NEDD4 promotes reactive astrogliosis by enhancing K63-linked ubiquitination and inhibiting chaperone-mediated autophagy degradation of YAP1.

Following spinal cord injury (SCI), the transcriptional regulator yes-associated protein 1 (YAP1) is upregulated and accumulates in the nuclei of astrocytes, where it promotes reactive astrogliosis-a process that critically influences wound healing and neurological function recovery. However, the mechanisms regulating YAP1 in reactive astrocytes after SCI remain largely unclear. This study, we identify the E3 ubiquitin ligase NEDD4 as a critical regulator of astrocyte reactive proliferation. NEDD4 enhances astrogliosis by suppressing YAP1 degradation. Conditional deletion of Nedd4 in astrocytes markedly attenuates reactive astrogliosis in vivo, and results in heightened inflammation, exacerbated neuronal injury, and impaired functional recovery following SCI. Importantly, YAP1 overexpression is sufficient to reverse the pathological and functional consequences of Nedd4 deficiency.
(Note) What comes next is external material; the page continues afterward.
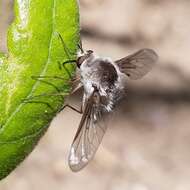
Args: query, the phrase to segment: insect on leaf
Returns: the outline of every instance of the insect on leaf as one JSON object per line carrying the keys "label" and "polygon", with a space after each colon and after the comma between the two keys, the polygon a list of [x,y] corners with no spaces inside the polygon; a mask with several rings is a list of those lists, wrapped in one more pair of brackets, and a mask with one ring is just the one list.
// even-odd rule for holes
{"label": "insect on leaf", "polygon": [[33,150],[70,90],[75,67],[60,69],[68,55],[58,34],[74,54],[79,42],[76,0],[15,0],[14,11],[0,54],[0,179]]}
Mechanistically, NEDD4 interacts with YAP1 and mediates K63-linked ubiquitination at lysine 254, thereby preventing its degradation via the chaperone-mediated autophagy (CMA) pathway involving HSC70. Furthermore, we demonstrate that the ROS-FOXM1 signaling cascade drives NEDD4 expression, thereby stabilizing YAP1 and promoting astrocyte proliferation. In summary, our findings underscore the pivotal role of the ROS-FOXM1-NEDD4-YAP1 signaling cascade in controlling astrocytic activation and tissue regeneration post-SCI, positioning NEDD4 as a viable target to regulate astrogliosis and facilitate neurological restoration after SCI.